As a final note, just because this one study has small sample sizes does not make this data meaningless. If enough studies are conducted, the results from each study's small sample of frequent, high-volume and high-intensity joggers can be pooled together, which does allow for more robust statistical analysis.
Is this study a game-changer for runners? Certainly not. Recreational joggers who only make it out the door a few times a week can take heart knowing that their jogging is good for their health. But some shaky statistics done on single-digit sample sizes isn't nearly enough evidence to make a dedicated runner change his or her routine.
Perhaps later, I'll find the time to do a full review of the scientific literature on the interplay between strenuous exercise and long-term health. I haven't read enough studies to have a clear picture of the landscape of current research, but what I have read so far indicates that evidence to date is equivocal.
Reading through this article, I'm reminded of a quote from famous Italian coach Renato Canova, who says that top champions are a "different animal" than regular runners.
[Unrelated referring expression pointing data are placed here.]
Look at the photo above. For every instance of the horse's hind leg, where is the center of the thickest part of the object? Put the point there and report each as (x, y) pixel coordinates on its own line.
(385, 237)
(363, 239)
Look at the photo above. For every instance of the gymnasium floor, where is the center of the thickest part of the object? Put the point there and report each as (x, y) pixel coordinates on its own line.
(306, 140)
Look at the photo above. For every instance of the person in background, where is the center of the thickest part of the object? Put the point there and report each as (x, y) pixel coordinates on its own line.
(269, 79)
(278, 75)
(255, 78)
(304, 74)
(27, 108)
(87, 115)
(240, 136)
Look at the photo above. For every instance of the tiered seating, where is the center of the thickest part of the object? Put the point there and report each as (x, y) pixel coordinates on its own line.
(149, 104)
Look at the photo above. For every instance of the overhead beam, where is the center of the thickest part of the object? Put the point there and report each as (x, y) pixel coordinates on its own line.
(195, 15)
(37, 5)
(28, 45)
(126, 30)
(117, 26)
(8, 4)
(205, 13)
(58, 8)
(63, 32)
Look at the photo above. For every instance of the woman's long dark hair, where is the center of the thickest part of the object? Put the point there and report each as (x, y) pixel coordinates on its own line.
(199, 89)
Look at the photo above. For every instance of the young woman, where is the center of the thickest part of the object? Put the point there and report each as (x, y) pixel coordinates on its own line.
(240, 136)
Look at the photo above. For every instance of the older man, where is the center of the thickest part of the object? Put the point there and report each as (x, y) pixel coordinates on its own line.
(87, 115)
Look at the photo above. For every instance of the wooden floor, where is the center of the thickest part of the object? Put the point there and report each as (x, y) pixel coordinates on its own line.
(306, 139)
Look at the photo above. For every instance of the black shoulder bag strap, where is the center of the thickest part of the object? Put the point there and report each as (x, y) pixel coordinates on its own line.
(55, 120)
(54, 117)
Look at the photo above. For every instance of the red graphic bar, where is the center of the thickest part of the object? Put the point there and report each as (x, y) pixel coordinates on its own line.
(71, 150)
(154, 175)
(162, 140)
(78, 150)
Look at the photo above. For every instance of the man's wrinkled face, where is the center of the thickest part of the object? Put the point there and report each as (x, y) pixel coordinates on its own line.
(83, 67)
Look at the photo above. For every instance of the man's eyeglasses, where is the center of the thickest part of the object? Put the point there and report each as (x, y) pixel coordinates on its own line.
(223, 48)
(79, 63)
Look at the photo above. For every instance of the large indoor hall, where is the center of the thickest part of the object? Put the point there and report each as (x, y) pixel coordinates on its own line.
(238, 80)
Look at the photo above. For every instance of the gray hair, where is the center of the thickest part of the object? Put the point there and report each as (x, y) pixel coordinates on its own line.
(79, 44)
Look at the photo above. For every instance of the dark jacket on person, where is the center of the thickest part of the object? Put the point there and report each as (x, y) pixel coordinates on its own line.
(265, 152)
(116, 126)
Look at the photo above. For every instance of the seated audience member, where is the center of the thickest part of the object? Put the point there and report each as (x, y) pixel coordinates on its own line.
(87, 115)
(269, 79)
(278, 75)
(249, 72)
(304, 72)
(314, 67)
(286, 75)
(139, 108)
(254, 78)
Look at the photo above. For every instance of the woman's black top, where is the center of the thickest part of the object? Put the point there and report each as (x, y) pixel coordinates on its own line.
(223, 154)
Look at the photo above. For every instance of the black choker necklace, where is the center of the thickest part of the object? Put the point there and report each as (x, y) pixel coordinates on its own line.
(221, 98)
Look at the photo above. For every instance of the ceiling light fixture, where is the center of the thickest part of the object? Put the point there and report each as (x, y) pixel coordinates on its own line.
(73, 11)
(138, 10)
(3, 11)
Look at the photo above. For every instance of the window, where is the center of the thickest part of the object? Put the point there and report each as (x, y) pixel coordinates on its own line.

In the same sense, the exercise habits of the Danes in this study are worlds away from what is expected for an athlete training to compete. While I'm certainly interested in the health benefits or risks of running, my primary goal as a coach (and as a runner myself) is not to increase lifespan. To reiterate a previous point, only fifty of the 1,098 runners in this study even approached what I would consider the bare minimum level of adequate training. Every fall, I help coach over one hundred high school boys, all of whom average far more than four hours of running per week. Serious runners aren't even on the same planet as the subjects in this study: Schnohn et al. recommend running 2-3 times a week for a total of around two hours per week of running, at a speed of eight km/h. Top runners can run twelve to fourteen times per week, for a total of two hours of running per day at sixteen km/h!
Our understanding of the impact of strenuous exercise on longevity will certainly change over time as the science improves, but one thing that won't change is this: to achieve top results as a runner, you must run long, you must run fast, and you must run frequently. To invoke Canova again, to jog for 30 or 45min at twelve-minute mile pace 2-3 times per week might be something enjoyable and good for your health, but do not speak of good results in athletics with this approach.
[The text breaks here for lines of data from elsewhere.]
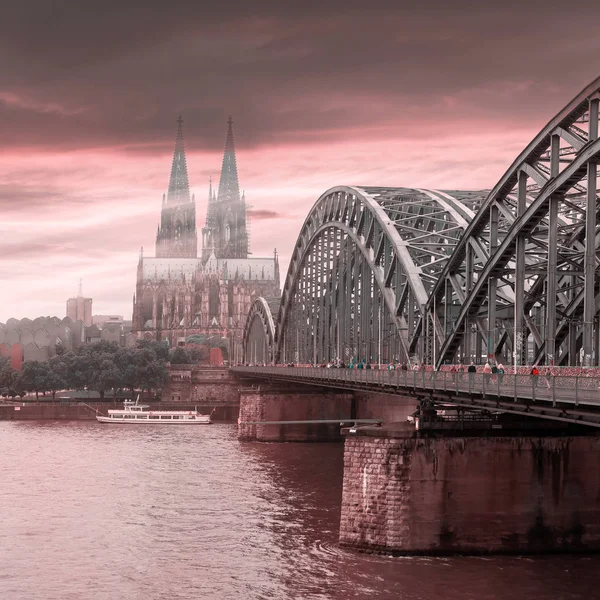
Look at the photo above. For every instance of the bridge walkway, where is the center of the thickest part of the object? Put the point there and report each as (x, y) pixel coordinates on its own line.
(571, 399)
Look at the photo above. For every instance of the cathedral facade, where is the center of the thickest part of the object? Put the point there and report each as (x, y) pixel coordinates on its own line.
(180, 294)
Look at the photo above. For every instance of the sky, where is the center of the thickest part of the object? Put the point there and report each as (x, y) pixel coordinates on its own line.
(437, 94)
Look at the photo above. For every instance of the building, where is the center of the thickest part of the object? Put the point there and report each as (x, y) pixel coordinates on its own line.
(178, 293)
(80, 309)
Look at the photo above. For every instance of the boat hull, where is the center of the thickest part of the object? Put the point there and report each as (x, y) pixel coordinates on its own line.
(111, 421)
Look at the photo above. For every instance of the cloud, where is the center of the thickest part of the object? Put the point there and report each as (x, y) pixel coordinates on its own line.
(428, 94)
(262, 214)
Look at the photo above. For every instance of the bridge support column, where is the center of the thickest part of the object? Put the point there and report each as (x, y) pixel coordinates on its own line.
(289, 404)
(409, 495)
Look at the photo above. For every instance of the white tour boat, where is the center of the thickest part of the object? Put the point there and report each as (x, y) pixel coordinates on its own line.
(134, 413)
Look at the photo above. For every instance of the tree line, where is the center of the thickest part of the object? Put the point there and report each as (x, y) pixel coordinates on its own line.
(102, 366)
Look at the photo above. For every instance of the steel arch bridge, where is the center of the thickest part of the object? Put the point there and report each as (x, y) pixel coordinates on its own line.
(382, 274)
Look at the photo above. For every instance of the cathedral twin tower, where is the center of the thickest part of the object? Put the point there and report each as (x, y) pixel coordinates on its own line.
(225, 231)
(180, 294)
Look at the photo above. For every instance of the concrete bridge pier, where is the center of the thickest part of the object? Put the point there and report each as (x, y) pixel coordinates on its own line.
(292, 403)
(404, 494)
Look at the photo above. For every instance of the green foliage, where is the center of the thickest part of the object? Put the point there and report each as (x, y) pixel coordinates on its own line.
(180, 356)
(9, 379)
(101, 366)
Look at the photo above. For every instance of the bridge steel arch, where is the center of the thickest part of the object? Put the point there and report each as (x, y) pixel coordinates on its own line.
(362, 271)
(259, 332)
(522, 285)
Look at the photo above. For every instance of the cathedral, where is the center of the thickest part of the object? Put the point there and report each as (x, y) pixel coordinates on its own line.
(180, 294)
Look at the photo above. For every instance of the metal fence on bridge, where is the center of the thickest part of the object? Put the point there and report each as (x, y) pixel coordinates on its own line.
(559, 393)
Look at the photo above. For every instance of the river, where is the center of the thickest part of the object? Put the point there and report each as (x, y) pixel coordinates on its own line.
(92, 512)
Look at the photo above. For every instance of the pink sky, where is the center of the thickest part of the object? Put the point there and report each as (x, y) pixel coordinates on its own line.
(318, 99)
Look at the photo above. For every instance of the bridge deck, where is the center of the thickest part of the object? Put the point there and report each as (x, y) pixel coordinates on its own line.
(572, 399)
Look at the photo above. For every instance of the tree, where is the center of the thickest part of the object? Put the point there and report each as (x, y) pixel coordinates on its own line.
(10, 379)
(180, 356)
(35, 377)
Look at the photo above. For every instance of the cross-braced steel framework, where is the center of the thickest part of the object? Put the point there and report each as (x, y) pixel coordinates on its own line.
(382, 274)
(259, 331)
(524, 278)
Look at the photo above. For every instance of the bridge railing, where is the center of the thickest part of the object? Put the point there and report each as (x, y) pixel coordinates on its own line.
(550, 388)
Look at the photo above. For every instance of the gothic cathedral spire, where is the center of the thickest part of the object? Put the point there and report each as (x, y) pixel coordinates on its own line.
(176, 237)
(179, 187)
(226, 228)
(229, 189)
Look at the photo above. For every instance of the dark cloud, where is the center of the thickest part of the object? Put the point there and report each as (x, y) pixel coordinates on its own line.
(82, 74)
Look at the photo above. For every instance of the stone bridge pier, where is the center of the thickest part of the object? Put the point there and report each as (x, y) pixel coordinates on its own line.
(288, 404)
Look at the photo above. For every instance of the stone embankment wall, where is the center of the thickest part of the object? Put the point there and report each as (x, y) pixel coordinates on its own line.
(292, 405)
(471, 495)
(200, 384)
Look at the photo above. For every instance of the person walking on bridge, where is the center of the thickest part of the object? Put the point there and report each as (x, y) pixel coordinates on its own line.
(534, 375)
(471, 371)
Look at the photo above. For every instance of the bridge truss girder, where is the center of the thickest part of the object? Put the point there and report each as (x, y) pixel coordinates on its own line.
(525, 275)
(362, 270)
(259, 333)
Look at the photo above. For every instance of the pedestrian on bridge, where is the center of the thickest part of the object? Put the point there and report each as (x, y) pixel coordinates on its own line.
(471, 371)
(453, 371)
(501, 372)
(534, 375)
(487, 373)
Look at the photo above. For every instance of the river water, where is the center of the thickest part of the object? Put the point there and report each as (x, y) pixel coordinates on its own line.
(92, 512)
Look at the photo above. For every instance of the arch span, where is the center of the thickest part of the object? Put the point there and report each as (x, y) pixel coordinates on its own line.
(522, 284)
(259, 332)
(362, 270)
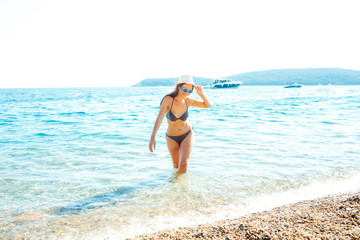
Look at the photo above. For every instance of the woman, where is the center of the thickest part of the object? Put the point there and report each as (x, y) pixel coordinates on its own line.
(180, 135)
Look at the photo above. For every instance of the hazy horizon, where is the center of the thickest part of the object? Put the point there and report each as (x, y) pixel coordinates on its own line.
(46, 43)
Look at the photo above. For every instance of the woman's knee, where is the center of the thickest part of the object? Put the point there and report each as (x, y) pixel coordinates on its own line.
(183, 165)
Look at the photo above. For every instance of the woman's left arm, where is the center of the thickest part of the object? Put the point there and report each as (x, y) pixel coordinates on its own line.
(205, 103)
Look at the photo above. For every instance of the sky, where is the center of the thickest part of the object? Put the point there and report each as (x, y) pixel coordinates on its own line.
(88, 43)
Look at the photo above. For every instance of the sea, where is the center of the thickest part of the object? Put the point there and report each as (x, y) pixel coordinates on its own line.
(75, 162)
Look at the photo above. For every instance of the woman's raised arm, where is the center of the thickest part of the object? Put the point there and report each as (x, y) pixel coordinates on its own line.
(200, 104)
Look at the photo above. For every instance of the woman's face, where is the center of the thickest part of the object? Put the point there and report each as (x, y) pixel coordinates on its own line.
(186, 89)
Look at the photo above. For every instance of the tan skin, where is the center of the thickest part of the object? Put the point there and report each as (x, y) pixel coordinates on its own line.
(180, 153)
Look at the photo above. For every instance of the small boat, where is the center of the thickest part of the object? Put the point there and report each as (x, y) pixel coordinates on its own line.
(294, 85)
(224, 83)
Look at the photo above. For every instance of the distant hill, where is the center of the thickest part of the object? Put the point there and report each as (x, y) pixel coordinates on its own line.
(306, 76)
(159, 82)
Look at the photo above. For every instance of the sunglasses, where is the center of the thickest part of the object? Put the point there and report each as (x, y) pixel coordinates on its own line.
(185, 90)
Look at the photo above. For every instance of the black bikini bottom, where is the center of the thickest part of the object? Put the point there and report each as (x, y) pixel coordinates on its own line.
(180, 138)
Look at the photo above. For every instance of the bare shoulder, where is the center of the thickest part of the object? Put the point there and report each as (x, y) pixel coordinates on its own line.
(189, 100)
(167, 101)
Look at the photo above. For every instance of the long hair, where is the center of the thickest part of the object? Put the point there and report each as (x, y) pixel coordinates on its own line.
(173, 93)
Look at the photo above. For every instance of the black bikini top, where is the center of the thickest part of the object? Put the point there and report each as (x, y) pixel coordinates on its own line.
(173, 118)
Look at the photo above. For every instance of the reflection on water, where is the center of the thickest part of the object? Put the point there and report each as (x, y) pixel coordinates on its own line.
(76, 164)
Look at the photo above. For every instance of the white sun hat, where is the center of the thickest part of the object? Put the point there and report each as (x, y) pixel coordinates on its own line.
(185, 79)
If your goal is to live a long and healthy life, guided by science, I also have some bad news for you: before you worry about how fast and how often you go jogging, you should probably stop eating red meat, never consume more than 1-2 drinks of alcohol at a time, never sleep less than 7-8 hour per night, and severely curtail your intake of sugar—all of these have much better evidence connecting them with increased longevity.
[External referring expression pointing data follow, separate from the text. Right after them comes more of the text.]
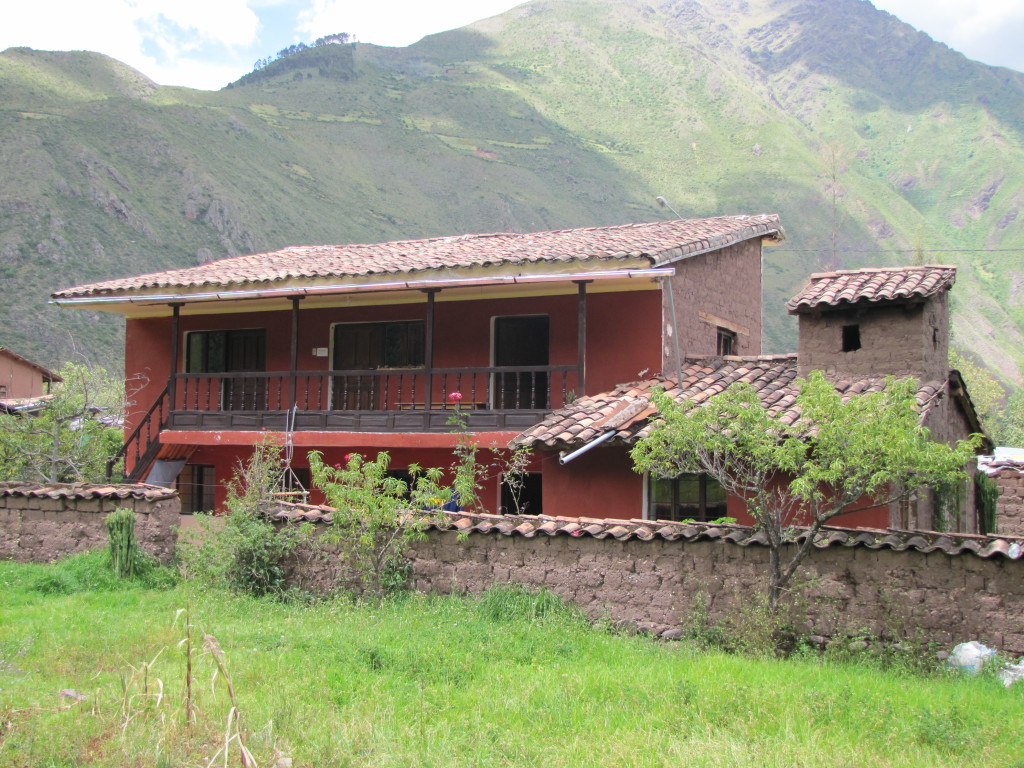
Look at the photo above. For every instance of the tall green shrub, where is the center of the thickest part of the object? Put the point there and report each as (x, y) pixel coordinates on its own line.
(125, 554)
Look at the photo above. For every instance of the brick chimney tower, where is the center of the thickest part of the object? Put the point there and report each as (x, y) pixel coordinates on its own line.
(876, 322)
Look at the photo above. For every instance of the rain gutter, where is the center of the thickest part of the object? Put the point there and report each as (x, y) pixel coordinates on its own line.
(592, 444)
(344, 288)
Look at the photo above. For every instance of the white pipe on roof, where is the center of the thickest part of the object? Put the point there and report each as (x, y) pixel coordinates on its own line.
(358, 288)
(593, 443)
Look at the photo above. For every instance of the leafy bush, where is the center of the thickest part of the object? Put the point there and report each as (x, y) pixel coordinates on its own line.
(125, 555)
(373, 527)
(514, 602)
(93, 571)
(248, 554)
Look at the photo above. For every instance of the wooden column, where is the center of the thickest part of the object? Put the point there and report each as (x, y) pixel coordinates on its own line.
(428, 349)
(582, 337)
(175, 334)
(294, 363)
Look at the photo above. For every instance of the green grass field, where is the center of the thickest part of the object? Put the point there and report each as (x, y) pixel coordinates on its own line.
(510, 679)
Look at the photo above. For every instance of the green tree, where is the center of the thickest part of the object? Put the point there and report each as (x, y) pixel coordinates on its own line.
(837, 455)
(987, 394)
(72, 435)
(372, 524)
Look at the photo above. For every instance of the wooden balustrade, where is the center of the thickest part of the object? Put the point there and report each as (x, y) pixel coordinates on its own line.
(483, 388)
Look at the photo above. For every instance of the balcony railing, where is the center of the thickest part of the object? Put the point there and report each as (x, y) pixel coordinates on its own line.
(385, 398)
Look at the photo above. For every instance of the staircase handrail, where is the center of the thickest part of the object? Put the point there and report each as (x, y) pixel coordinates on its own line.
(143, 423)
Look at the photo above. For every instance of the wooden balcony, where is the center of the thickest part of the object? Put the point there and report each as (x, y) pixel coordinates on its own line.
(496, 397)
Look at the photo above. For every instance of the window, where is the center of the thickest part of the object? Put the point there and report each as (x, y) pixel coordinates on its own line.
(229, 352)
(372, 346)
(197, 485)
(726, 341)
(359, 346)
(526, 498)
(695, 497)
(225, 351)
(521, 341)
(851, 338)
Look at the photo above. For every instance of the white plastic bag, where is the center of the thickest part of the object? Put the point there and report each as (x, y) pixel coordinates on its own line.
(970, 656)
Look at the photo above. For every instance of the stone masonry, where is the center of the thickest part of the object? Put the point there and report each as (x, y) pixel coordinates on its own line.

It will take a very focused study to tease apart the health impacts of serious run training. Fortunately, bigger and better research is currently underway. I am particularly excited about the ULTRA study, an ongoing cohort study of ultramarathoners. The study includes over 1,200 active ultramarathoners, who, as a group, average forty miles per week year-round. A substantial proportion of them are sure to run a lot more than that. This cohort should provide fertile ground for research on the health benefits and/or risks of real endurance training—it's already provided great data on injury rates and overall health (so far, so good on that front!). Until I see the findings of that research, or other high-quality research on high-volume training, I won't hesitate to encourage runners to run fast, run far, and run often.